Nailul Huda, peneliti isu inovasi dan ekonomi digital dari Institute for Development of Economics and Finance (INDEF), berpendapat ekosistem riset dan pengembangan di Indonesia masih sangat rendah jika dibandingkan negara-negara lain di Asia. Sumber daya manusia pun masih belum mencukupi untuk masuk ke dalam industri 4.0, ujar Huda dalam diskusi "Menyikapi Angan Silicon Valley ala Indonesia".
Data Bank Dunia menyebut Indonesia cuma mengalokasikan 0,23 persen dari total PDB untuk riset dan pengembangan pada 2018, lebih tinggi sedikit dibandingkan Filipina, Kamboja, dan Myanmar. Sementara menurut INDEF, jumlah peneliti di Indonesia masih tergolong rendah, hanya 216 per satu juta penduduk. Huda memprediksi proyek 'Bukit Algoritma' bakal menjadi proyek mangkrak seperti halnya Bandara Internasional Kertajati di Majalengka, Jawa Barat.
“Dibandingkan Malaysia dan Singapura, proporsi penduduk Indonesia yang ahli dalam pemrograman komputer masih sangat rendah, hanya 3,5 persen dari penduduk muda dan dewasa,” ujarnya.
Budiman yakin dengan gagasannya dan berkata dana investasi bakal terkumpul dalam tiga tahun sesuai rencana. Ia bilang saat ini telah ada satu investor dari Kanada yang telah berkomitmen, meski ia enggan menyebut nama.
“Belum ada investor dari Indonesia,” kata Budiman. “Kebanyakan dari Asia, Eropa, Timur Tengah, dan Amerika Serikat.”

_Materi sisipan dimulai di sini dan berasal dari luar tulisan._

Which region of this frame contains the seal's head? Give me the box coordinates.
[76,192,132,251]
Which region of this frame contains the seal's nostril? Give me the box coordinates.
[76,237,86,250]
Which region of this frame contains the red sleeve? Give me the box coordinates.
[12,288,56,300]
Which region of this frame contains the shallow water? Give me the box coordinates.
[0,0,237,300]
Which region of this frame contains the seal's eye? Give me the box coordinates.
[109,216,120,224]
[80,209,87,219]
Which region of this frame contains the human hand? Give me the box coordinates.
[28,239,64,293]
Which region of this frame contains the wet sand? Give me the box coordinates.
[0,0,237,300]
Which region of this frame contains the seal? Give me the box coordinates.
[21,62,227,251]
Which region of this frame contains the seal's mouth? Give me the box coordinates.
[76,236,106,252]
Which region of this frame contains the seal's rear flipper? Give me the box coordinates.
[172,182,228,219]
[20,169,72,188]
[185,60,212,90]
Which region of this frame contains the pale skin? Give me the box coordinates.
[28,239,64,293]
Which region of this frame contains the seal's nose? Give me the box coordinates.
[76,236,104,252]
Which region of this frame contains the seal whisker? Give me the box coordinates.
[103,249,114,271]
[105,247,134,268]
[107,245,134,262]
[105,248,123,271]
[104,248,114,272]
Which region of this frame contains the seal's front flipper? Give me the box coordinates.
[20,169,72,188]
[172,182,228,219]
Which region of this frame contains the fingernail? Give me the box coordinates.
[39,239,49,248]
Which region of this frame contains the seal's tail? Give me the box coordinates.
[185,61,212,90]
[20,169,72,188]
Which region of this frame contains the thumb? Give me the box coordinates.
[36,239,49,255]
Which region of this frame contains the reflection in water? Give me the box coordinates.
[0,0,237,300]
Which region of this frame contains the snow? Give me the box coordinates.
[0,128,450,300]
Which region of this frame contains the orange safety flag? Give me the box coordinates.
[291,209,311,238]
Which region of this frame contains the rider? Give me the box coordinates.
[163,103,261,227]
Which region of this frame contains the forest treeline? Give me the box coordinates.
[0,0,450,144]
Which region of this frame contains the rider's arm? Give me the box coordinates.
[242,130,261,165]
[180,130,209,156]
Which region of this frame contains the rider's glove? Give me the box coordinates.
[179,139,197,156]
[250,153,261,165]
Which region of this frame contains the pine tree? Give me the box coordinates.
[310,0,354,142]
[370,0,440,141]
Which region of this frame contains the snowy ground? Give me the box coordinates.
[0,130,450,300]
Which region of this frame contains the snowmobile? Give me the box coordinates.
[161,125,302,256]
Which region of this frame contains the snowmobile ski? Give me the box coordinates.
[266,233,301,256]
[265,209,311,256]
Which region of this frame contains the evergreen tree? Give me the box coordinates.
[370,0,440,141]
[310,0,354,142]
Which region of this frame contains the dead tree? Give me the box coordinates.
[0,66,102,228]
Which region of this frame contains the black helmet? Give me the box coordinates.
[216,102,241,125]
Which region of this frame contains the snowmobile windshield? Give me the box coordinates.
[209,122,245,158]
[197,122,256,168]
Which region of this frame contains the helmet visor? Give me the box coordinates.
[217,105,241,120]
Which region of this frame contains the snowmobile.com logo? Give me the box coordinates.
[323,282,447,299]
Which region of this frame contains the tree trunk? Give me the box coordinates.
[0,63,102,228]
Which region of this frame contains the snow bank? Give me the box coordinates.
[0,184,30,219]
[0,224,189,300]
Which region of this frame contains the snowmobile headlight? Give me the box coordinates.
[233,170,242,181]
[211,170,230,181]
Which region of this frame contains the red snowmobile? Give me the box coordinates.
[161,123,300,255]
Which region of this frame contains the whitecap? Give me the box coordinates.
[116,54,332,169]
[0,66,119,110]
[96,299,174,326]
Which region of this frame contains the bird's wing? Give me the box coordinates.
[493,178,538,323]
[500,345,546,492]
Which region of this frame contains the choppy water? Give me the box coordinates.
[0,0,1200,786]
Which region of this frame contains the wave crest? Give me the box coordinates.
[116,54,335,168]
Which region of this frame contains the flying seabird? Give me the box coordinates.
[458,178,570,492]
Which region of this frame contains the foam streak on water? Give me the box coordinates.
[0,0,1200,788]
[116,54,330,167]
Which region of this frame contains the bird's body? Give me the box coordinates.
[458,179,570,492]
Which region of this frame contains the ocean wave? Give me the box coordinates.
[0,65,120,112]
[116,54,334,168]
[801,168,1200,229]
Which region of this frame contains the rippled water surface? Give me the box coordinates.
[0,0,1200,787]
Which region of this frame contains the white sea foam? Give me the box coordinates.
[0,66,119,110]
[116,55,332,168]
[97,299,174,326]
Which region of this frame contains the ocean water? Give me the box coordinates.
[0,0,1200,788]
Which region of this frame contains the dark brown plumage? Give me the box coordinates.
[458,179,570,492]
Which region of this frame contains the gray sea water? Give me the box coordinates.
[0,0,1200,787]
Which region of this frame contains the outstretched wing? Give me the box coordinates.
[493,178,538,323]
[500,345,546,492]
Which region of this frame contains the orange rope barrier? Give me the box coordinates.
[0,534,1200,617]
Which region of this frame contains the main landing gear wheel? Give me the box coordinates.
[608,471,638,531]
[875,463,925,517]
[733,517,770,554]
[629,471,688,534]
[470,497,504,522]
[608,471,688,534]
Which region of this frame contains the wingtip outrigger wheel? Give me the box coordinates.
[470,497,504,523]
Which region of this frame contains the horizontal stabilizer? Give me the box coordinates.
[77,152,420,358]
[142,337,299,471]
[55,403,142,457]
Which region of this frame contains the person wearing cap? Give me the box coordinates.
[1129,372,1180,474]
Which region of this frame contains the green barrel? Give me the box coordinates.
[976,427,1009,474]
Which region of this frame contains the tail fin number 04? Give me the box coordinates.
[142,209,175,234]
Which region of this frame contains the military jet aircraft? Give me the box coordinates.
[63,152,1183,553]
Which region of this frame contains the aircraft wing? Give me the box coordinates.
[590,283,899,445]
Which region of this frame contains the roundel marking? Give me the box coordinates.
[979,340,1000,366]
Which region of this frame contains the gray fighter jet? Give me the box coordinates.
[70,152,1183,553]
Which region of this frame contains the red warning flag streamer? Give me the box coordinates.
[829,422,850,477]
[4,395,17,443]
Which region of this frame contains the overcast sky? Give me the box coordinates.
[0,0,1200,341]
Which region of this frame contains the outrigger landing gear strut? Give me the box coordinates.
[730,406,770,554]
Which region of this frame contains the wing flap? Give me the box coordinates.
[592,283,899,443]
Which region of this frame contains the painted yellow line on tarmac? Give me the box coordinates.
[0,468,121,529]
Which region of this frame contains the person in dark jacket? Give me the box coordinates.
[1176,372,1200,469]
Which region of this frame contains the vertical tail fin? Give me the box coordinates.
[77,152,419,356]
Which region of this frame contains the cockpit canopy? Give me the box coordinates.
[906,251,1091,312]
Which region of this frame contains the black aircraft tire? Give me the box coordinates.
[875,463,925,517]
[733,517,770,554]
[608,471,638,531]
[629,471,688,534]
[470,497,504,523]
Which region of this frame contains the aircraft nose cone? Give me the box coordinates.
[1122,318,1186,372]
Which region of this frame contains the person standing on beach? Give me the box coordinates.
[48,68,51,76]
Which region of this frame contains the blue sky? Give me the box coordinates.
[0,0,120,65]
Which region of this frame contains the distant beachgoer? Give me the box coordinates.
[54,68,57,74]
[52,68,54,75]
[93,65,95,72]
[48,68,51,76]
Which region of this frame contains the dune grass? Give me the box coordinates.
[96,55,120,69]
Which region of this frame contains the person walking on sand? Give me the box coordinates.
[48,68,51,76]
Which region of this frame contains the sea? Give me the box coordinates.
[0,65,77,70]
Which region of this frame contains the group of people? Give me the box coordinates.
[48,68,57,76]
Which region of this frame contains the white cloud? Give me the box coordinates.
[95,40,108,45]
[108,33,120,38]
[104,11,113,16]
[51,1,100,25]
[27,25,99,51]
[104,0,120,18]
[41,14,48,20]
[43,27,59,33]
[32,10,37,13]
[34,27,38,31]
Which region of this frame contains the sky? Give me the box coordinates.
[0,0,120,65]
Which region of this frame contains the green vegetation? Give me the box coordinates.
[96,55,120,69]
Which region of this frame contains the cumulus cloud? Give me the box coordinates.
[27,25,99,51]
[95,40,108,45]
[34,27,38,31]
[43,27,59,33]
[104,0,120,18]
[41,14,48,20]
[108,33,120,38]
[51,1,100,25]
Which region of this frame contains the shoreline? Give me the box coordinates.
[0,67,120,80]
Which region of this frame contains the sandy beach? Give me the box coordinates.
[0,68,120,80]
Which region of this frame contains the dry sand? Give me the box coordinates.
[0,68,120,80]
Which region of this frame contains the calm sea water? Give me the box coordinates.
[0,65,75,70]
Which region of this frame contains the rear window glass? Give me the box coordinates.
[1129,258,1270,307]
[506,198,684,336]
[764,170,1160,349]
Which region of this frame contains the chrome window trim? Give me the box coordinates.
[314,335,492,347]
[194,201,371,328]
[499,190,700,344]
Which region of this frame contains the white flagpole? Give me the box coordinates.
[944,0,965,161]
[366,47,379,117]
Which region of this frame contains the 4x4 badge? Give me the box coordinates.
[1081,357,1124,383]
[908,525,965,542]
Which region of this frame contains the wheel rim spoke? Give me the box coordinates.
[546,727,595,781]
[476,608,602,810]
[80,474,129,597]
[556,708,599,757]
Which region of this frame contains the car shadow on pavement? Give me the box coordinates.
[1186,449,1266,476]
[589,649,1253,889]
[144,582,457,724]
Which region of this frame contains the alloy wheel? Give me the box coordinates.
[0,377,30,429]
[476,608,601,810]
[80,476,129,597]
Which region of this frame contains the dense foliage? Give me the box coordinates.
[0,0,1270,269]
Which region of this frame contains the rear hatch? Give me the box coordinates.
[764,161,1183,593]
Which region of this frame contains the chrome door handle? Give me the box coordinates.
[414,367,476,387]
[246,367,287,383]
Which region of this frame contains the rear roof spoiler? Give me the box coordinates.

Bagi pemuda di Cikidang seperti Ahmad, mimpi membangun kawasan teknologi canggih mungkin tak pernah terbersit dalam benaknya. Apalagi soal koneksi 5G. Membayangkan desanya menjadi serupa Silicon Valley pun tak pernah terlintas dalam pikirannya.
“Yang penting sinyal 4G dulu deh masuk semua. Baru ngomong soal teknologi lain,” ujar Ahmad.